Feuerwehr-Löschzug Albachten
Unfallopfer danken Albachtener Lebensrettern

Münster-Albachten -

Lob und Dank wurde den Mannen der Albachtener Feuerwehr bei der Generalversammlung 2020 zuteil: Bei einem Unfall war der Löschzug binnen weniger Minuten vor Ort und konnte dringend notwendige Hilfe leisten.

Sonntag, 05.01.2020, 18:00 Uhr aktualisiert: 06.01.2020, 17:46 Uhr
Gudrun und John McArthur (2.u.4.v.l.) bedankten sich bei Löschzugführer Benedikt Holtmann (l.) und seinem Stellvertreter Thorsten Weilke für die schnelle Unfallhilfe.
Gudrun und John McArthur (2.u.4.v.l.) bedankten sich bei Löschzugführer Benedikt Holtmann (l.) und seinem Stellvertreter Thorsten Weilke für die schnelle Unfallhilfe.

„Ich möchte mich bei Ihnen bedanken!“, sagte Gudrun McArthur sichtlich bewegt.
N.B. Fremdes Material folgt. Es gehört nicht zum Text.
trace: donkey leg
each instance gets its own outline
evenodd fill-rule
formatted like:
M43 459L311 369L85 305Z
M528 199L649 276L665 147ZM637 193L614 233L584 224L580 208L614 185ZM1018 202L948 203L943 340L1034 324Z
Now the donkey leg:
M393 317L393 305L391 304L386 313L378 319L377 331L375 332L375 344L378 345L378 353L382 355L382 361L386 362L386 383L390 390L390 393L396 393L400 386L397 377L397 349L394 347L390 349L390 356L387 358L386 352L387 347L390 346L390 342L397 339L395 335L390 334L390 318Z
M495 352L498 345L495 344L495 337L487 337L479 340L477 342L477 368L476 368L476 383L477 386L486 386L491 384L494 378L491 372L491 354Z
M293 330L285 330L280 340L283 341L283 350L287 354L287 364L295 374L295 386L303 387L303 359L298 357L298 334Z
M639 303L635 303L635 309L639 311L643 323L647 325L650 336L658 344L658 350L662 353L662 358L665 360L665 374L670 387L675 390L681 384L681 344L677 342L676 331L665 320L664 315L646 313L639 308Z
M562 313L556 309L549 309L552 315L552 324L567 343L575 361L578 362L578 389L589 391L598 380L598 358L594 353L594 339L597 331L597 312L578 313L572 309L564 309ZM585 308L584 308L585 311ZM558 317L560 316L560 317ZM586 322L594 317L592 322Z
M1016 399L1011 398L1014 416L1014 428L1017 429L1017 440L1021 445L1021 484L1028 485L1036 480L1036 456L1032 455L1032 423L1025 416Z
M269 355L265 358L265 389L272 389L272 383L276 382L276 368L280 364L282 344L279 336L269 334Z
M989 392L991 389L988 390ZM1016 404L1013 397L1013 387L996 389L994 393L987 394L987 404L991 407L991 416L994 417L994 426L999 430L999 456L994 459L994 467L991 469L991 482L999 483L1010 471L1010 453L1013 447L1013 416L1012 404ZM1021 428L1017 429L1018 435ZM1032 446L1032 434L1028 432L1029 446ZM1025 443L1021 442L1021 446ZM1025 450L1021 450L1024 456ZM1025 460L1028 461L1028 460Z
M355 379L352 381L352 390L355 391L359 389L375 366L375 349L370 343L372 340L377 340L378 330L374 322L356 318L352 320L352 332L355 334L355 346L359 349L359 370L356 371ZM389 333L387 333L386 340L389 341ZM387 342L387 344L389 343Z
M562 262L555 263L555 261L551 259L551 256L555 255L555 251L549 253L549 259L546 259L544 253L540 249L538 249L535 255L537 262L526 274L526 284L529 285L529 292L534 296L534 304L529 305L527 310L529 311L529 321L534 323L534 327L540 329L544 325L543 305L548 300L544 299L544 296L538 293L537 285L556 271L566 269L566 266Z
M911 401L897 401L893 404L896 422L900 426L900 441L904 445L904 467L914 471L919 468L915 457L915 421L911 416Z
Sie war mit ihrem Mann John eigens zur Generalversammlung des Löschzugs Albachten gekommen, um ihren Lebensrettern diese Worte zu überbringen: Es war keine zwei Wochen vor Weihnachten, als das Auto des Ehepaares auf der Dülmener Straße in Richtung Bösensell mit einem anderen Fahrzeug frontal zusammenstieß. 40 Feuerwehrkräfte waren im Einsatz, die beiden mussten aus dem Wagen geschnitten werden.

„Der liebe Gott wollte sie noch nicht haben“, meinte Brandinspektor Thorsten Weilke , der stellvertretende Löschzugführer. Es sei gut, dass es Menschen gebe, die ehrenamtlich Mitbürger aus Gefahrensituationen retteten, freute sich Gudrun McArthur, auf Krücken stehend. Ein zweites Leben ist dem Ehepaar geschenkt worden, und ihre Worte bewegten auch die Feuerwehrleute. „Es ist selten, dass hinterher jemand kommt, um sich zu bedanken“, sagte Löchzugführer Benedikt Holtmann. „Das habe ich in 30 Jahren noch nicht erlebt“, ergänzte Weilke.

Das Ereignis hat aber auch noch eine andere Komponente. In fünf Minuten sei der Löschzug vor Ort gewesen, so Holtmann. Wenn der neu angedachte Standort der Freiwilligen Feuerwehr in Albachten-Ost realisiert würde, dann wären es beim selben Szenario eineinhalb Minuten mehr, glaubt Weilke. Bei einem Notfall zählen manchmal sogar Sekunden.

Deshalb wünscht sich der Löschzug weiterhin ein neues Feuerwehrgerätehaus, das zentrumsnah liegt. Im Gespräch ist bekanntlich die Fläche des alten Friedhofs, was im Stadtteil allerdings nicht unumstritten ist. In einer Mitteilung des Löschzugs heißt es nun, dass eine Entscheidungsfindung „im sachlichen und würdevollen Rahmen“ stattfinden solle.

Zudem wird eine „Kompromisslösung“ ins Spiel gebracht: Auf dem alten Friedhof solle auch bei einem Neubau „ein Ort des Gedenkens und der Trauer erhalten“ bleiben. Ein solcher „Pietätsraum“ werde möglich, weil die Stadt auch das östlich angrenzende Grundstück erwerben könne. Große Teile des alten Friedhofs könnten so erhalten bleiben.

Das betreffe auch die Kriegs- und die Priestergräber, so Feuerwehr-Vize Weilke. „Es geht nicht um unsere, sondern um Ihre Zukunft“, betont der Löschzug in einer Mitteilung an die Albachtener Mitbürger. „Nur der beste Standort ist auch der richtige“.